Breaking the Memory Wall: A Study of I/O Patterns and GPU Memory Utilization for Hybrid CPU-GPU Offloaded Optimizers

from arxiv, Accepted at FlexScience'24' Workshop on AI and Scientific Computing at Scale using Flexible Computing Infrastructures (co-located with HPDC'24)

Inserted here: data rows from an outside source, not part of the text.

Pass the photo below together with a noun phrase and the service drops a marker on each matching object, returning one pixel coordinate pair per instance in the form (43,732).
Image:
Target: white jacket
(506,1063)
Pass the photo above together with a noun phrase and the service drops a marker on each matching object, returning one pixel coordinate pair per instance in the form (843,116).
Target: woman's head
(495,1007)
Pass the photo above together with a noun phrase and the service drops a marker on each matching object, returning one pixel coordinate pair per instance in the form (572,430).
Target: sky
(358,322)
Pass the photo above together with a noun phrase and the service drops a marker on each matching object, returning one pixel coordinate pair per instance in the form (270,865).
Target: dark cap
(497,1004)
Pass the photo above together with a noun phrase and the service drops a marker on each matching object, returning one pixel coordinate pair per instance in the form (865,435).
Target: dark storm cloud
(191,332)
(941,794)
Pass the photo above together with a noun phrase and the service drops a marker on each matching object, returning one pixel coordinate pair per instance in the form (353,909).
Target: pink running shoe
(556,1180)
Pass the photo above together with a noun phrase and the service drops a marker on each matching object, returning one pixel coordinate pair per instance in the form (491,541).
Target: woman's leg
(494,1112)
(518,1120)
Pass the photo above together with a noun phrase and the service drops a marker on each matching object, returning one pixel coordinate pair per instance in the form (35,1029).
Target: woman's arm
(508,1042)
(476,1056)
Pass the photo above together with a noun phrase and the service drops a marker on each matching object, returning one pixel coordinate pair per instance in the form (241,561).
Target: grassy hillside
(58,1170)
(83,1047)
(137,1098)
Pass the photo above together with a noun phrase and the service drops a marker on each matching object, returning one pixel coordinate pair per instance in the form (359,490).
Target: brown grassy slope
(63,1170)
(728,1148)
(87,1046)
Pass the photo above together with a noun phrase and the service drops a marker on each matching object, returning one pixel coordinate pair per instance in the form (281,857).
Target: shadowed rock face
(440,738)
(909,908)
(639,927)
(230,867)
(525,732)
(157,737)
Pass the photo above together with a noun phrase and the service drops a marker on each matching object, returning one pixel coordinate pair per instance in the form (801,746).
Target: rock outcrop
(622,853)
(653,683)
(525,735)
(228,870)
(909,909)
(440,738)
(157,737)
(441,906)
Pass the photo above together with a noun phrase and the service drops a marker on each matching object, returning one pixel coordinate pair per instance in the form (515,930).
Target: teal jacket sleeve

Transformers and LLMs have seen rapid adoption in all domains. Their sizes have exploded to hundreds of billions of parameters and keep increasing. Under these circumstances, the training of transformers is slow and often takes in the order of weeks or months. Thanks to 3D model parallelism (data, pipeline, and tensor-level parallelism), the training can scale to a large number of GPUs, which reduces the duration of the training but dramatically increases the cost. Even when a large number of GPUs are available, the aggregated GPU memory is often not enough to hold the full training state (optimizer state, model parameters, and gradients). To compensate, state-of-the-art approaches offload the optimizer state at least partially to the host memory and perform hybrid CPU-GPU computations. Such flexible solutions dramatically reduce the GPU memory utilization, which makes it feasible to run the training on a smaller number of GPUs at the cost of performance penalty. Unfortunately, the challenges and bottlenecks of adopting this strategy are not sufficiently studied by state-of-the-art, which results in poor management of the combined host-GPU memory and poor overlapping between data movements and computations. In this paper, we aim to fill this gap by characterizing the behavior of offloaded training using the DeepSpeed runtime. Specifically, we study the GPU memory utilization over time during each iteration, the activity on the PCIe related to transfers between the host memory and the GPU memory, and the relationship between resource utilization and the steps involved in each iteration. Thanks to this study, we reveal opportunities for future improvements of offloading solutions, which enable greater flexibility to optimize the cost-performance trade-off in the context of transformer and LLM training.

翻译：Transformer与大型语言模型已在各领域得到迅速应用。其参数量已激增至数千亿级别并持续增长。在此背景下，Transformer模型的训练过程缓慢，通常需要数周甚至数月时间。借助三维模型并行技术（数据并行、流水线并行及张量并行），训练可扩展至大量GPU，从而缩短训练时长，但成本也急剧增加。即使拥有大量GPU，其聚合内存仍常不足以容纳完整的训练状态（优化器状态、模型参数及梯度）。为应对此问题，现有先进方案至少将部分优化器状态卸载至主机内存，并执行混合CPU-GPU计算。此类灵活方案显著降低了GPU内存占用，使得在少量GPU上运行训练成为可能，但需以性能损失为代价。遗憾的是，现有研究对采用该策略的挑战与瓶颈分析不足，导致主机-GPU混合内存管理效率低下，且数据迁移与计算过程的重叠度不佳。本文旨在通过分析DeepSpeed运行时的卸载训练行为来填补这一研究空白。具体而言，我们研究了每轮迭代过程中GPU内存利用率随时间的变化、与主机-GPU内存传输相关的PCIe活动，以及资源利用率与迭代各步骤间的关联。基于此研究，我们揭示了卸载方案未来的改进方向，从而为Transformer与大型语言模型训练场景中成本-性能权衡的优化提供更大灵活性。